9 Tijdens de les geschiedenis leren de leerlingen bouwstijlen in de verschillende historische periodes. Ze lezen hierover een moeilijke tekst met heel wat vakjargon (zoals gotiek, Dorische en Ionische zuilen, ). Leerling Y is met haar ouders naar Rome geweest en heeft daar heel wat gebouwen bezocht. Daardoor heeft zij minder moeite met de tekst dan de rest van de klas. Waarom ja? De voorkennis van de leerlingen over het onderwerp van de geschiedenisles heeft een invloed op het meer of minder goed begrijpen van de tekst. Taalvaardigheid speelt zich niet af in het luchtledige. De onderwerpen waarover gelezen (in dit geval), geluisterd, gesproken of geschreven wordt spelen een rol. Waarom -? Het feit dat de leerkracht zich van het bovenstaande niet of te weinig bewust is, zorgt (zeker als dat vaak gebeurt) voor ongelijke onderwijskansen voor leerlingen die de nodige voorkennis ontberen. Hoe kan het beter? Leerkrachten staan natuurlijk best stil bij hoe ze leerlingen bepaalde kennis en vaardigheden willen bijbrengen. In dit geval, bijvoorbeeld, is het zomaar aanbieden van een moeilijke tekst niet ideaal. De leerkracht peilt best eerst naar de voorkennis van de leerlingen, laat leerlingen die voorkennis (of het gebrek eraan) verwoorden, motiveert hen om zich (samen) in het onderwerp te verdiepen, biedt ervaringen aan (via beeldmateriaal), stimuleert interactie, Op die manier zal de kennis beter verworven worden door alle leerlingen, terwijl ze ook hun taalvaardigheid verhogen. 10 De vakgroep Nederlands wil een nieuwe methode aankopen voor de eerste graad die beter aansluit bij de taalvaardigheidsmethode TotemTaal die binnen de scholengemeenschap in het lager onderwijs wordt gebruikt. Antwoord: JA+ Waarom ja? Deze actie kadert duidelijk binnen het taalbeleid, het nadenken over taal op school. Het feit dat de vakgroep Nederlands hierover een overeenstemming heeft bereikt, geeft aan dat zij al langer bezig zijn met taalbeleid. Waarom +? Deze actie zorgt niet enkel voor een betere afstemming van lager en secundair onderwijs, maar geeft aan dat de leerkrachten Nederlands in het secundair ook voluit de kaart van het taalvaardigheidsonderwijs willen trekken, met voldoende aandacht voor de vier totaalvaardigheden (luisteren, spreken, lezen en schrijven), in plaats van vooral te focussen op spelling en taalbeschouwing. Op die manier wordt er sterk aan de eindtermen Nederlands voor de eerste graad SO gewerkt.

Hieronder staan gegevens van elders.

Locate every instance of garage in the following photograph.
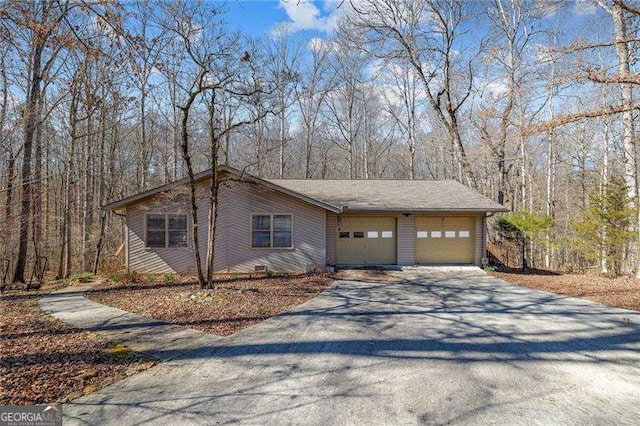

Hoe kan het nog beter? Als de leerkrachten geen geschikte taalmethode zouden vinden die aan de criteria voldoet, zou de vakgroep ervoor kunnen opteren om de meest geschikte taalmethode in te voeren en daarnaast samen overleggen over hoe ze de hiaten kunnen opvullen met eigen/samen ontwikkeld materiaal in thema- of projectvorm. Algemene conclusie: elk van de 10 situaties heeft te maken met taalbeleid. Taalbeleid gaat immers over taal in ruime zin: - Taal als kenmerk van ouders en leerlingen. - Taal als leer- en communicatiemiddel op school. - Taal als hoofdvak.